La démarche concrète consiste à contacter un conseiller France Rénov’ (anciennement FAIRE), réseau de conseil gratuit mis en place par l’État. Ces conseillers orientent les ménages selon leur situation, identifient les aides cumulables et aident à monter les dossiers. Passer par ce réseau évite les mauvaises surprises et les arnaques qui ont terni la réputation du dispositif.

Ce que MaPrimeRénov’ change à l’équation

MaPrimeRénov’ a progressivement pris le relais ou le complément du dispositif CEE pour financer les travaux d’isolation. Cette aide de l’État, gérée par l’ANAH, est calculée en fonction des revenus du foyer et du type de travaux réalisés. Elle est versée directement sur le compte bancaire du demandeur après validation du dossier.

Pour les ménages aux revenus très modestes, la combinaison CEE + MaPrimeRénov’ peut effectivement aboutir à un reste à charge proche de zéro sur certains postes d’isolation. C’est cette articulation qui permet aujourd’hui de parler encore d’isolation à 1 euro, même si le mécanisme originel a été revu. Les ménages des catégories « bleu » et « jaune » dans la classification ANAH sont ceux qui bénéficient des montants les plus élevés.

Depuis 2023, MaPrimeRénov’ a connu plusieurs ajustements. Les travaux dits « mono-geste », c’est-à-dire portant sur un seul poste comme l’isolation des combles, restent finançables mais avec des plafonds revus. L’État encourage de plus en plus les rénovations globales, qui traitent plusieurs postes simultanément pour un gain énergétique plus significatif. Un logement passant du classement E au classement B bénéficie d’un bonus supplémentaire.

Les propriétaires bailleurs ne sont pas exclus du dispositif, mais leurs conditions d’accès diffèrent. Ils peuvent prétendre à MaPrimeRénov’ Copropriétés s’ils sont dans un immeuble collectif, ou à des aides spécifiques s’ils s’engagent à louer le logement rénové à des tarifs plafonnés pendant une durée minimale.

Agir maintenant plutôt qu’attendre des règles plus favorables

Un angle souvent négligé : les aides actuelles, aussi contraignantes soient-elles dans leurs conditions, restent historiquement généreuses. Rien ne garantit que les enveloppes budgétaires allouées à la rénovation énergétique se maintiendront à ce niveau dans les années à venir. Le contexte budgétaire de l’État français et les arbitrages politiques peuvent faire évoluer rapidement ces dispositifs.

Les passoires thermiques classées F et G sont par ailleurs soumises à un calendrier de mise en conformité.
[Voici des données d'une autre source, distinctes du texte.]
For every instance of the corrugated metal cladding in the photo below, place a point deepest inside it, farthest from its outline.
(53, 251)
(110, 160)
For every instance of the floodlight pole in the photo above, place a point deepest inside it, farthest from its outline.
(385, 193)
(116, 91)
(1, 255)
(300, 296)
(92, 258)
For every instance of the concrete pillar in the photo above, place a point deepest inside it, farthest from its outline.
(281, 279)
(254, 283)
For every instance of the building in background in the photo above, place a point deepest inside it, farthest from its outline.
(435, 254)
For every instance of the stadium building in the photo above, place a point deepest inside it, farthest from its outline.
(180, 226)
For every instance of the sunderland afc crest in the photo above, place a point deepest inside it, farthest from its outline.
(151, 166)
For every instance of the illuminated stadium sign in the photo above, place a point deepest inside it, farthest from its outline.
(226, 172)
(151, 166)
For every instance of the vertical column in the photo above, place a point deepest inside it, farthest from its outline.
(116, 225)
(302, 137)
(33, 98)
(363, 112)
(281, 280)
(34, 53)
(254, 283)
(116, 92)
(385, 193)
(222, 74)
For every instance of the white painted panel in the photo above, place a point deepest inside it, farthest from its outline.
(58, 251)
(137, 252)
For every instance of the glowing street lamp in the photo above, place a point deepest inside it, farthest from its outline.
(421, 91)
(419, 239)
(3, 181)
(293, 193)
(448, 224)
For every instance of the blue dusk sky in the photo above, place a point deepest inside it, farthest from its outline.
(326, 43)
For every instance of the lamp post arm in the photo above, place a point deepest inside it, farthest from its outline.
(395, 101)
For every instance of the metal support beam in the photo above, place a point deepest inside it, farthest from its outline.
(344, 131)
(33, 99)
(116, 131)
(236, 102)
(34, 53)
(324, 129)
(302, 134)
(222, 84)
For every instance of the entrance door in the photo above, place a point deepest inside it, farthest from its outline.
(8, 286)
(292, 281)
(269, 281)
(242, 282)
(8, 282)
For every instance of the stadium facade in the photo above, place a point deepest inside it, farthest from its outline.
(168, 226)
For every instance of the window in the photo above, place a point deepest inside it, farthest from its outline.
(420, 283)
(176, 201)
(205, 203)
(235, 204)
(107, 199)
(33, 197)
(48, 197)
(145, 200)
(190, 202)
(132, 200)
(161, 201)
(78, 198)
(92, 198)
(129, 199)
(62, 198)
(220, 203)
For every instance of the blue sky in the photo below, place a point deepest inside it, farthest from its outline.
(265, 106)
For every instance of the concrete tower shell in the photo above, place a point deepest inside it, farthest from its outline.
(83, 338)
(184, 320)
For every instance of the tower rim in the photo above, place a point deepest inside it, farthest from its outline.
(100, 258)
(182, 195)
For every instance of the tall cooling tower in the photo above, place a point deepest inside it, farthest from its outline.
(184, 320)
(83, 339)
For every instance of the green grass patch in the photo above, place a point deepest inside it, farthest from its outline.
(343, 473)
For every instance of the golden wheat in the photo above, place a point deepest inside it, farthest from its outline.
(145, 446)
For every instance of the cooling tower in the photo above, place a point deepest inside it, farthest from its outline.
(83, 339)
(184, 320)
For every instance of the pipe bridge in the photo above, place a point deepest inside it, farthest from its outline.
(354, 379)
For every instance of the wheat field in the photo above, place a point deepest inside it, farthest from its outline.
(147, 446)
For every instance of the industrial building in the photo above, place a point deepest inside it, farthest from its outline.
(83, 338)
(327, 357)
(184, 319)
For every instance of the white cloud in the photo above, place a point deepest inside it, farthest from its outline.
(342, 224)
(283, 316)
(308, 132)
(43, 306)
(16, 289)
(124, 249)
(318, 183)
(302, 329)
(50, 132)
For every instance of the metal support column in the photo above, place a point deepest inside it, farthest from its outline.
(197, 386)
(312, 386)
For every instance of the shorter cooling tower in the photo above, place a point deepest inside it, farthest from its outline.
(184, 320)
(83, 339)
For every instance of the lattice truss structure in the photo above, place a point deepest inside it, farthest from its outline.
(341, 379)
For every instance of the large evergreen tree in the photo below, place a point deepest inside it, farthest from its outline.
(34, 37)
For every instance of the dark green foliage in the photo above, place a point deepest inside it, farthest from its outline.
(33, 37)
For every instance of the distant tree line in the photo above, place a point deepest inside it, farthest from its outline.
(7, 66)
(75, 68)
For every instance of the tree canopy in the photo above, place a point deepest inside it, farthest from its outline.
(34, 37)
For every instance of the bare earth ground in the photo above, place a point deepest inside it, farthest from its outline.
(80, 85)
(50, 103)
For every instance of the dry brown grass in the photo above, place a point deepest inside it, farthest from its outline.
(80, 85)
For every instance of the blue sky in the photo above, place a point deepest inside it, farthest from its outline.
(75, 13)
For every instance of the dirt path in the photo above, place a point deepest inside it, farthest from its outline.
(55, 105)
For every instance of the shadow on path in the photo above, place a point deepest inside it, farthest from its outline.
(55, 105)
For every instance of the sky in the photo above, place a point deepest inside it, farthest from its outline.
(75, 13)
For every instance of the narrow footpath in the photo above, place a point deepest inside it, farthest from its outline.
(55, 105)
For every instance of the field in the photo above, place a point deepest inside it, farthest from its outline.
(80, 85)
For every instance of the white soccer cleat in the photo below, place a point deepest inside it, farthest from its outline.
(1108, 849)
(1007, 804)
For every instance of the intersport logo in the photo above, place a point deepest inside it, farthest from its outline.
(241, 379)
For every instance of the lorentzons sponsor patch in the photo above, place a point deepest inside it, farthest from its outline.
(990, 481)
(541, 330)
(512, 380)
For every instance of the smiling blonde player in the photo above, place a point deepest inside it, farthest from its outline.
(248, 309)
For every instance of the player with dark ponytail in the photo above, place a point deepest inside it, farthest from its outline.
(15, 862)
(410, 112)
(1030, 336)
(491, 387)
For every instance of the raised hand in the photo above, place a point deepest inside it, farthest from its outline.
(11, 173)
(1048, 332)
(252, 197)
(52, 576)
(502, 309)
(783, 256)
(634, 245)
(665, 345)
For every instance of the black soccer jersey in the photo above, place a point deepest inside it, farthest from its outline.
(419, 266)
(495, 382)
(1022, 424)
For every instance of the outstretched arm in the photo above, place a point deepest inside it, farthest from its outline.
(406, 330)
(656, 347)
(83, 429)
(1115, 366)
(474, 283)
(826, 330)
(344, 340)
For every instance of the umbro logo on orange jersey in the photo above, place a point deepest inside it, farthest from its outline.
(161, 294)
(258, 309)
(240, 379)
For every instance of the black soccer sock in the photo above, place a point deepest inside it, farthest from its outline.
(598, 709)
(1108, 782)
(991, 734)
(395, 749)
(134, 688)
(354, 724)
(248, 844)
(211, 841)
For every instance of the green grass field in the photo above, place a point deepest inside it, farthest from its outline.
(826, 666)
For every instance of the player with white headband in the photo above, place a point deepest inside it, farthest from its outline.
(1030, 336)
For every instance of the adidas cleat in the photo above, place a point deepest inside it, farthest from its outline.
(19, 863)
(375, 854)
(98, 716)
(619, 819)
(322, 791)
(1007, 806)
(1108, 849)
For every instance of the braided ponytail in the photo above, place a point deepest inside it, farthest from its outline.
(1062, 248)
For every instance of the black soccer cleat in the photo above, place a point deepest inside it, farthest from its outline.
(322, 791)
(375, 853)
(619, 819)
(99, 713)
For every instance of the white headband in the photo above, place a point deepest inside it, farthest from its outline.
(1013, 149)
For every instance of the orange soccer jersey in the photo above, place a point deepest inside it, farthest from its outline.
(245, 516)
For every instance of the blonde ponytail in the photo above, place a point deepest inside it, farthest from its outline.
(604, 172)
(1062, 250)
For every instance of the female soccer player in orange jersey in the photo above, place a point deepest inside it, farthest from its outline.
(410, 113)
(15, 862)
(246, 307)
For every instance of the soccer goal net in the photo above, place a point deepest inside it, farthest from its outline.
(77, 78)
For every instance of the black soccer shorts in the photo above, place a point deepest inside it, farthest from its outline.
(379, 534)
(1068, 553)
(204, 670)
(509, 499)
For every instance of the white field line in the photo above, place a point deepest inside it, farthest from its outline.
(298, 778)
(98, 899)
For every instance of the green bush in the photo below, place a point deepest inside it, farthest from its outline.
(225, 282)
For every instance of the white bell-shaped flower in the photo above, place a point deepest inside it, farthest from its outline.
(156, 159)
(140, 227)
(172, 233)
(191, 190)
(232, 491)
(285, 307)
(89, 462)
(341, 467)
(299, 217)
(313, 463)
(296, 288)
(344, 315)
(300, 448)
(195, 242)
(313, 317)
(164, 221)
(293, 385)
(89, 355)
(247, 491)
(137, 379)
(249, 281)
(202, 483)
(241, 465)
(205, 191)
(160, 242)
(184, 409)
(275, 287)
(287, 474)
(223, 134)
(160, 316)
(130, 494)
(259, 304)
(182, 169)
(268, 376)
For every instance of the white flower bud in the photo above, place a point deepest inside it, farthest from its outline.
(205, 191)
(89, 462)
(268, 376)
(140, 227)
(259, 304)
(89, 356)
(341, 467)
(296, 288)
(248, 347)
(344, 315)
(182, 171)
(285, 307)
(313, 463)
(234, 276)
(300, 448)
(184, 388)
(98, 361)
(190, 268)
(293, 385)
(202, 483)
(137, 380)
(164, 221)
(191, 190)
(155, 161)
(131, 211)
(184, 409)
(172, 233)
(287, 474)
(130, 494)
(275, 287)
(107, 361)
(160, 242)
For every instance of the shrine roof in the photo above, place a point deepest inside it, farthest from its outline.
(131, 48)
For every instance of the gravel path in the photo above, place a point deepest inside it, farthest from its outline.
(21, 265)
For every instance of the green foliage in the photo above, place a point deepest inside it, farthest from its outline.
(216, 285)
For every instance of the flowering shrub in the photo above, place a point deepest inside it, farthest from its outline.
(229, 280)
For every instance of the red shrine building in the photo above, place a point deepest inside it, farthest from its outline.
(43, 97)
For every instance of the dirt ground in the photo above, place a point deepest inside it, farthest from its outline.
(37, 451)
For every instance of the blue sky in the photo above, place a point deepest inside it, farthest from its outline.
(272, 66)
Depuis le 1er janvier 2023, les logements G les plus énergivores ne peuvent plus être mis en location. En 2025, tous les logements G seront concernés. En 2028, ce sera le tour des F. Les propriétaires qui n’anticipent pas ces échéances se retrouveront dans une situation délicate, contraints de réaliser des travaux en urgence, sans pouvoir planifier sereinement leur financement.

Réaliser un audit énergétique avant tout projet est désormais obligatoire pour les logements classés F ou G mis en vente, et vivement conseillé pour les autres. Cet audit identifie les postes prioritaires, chiffre les gains attendus et sert de base pour constituer un dossier d’aides solide. Son coût est partiellement pris en charge dans le cadre de MaPrimeRénov’.

Se faire accompagner par un professionnel du bâtiment certifié RGE et un conseiller France Rénov’ reste la meilleure protection contre les dérives. Le marché de la rénovation énergétique attire des acteurs sérieux comme des opportunistes. Un devis détaillé, une entreprise vérifiable, un dossier monté avec soin : voilà les trois garanties d’un chantier qui tient ses promesses.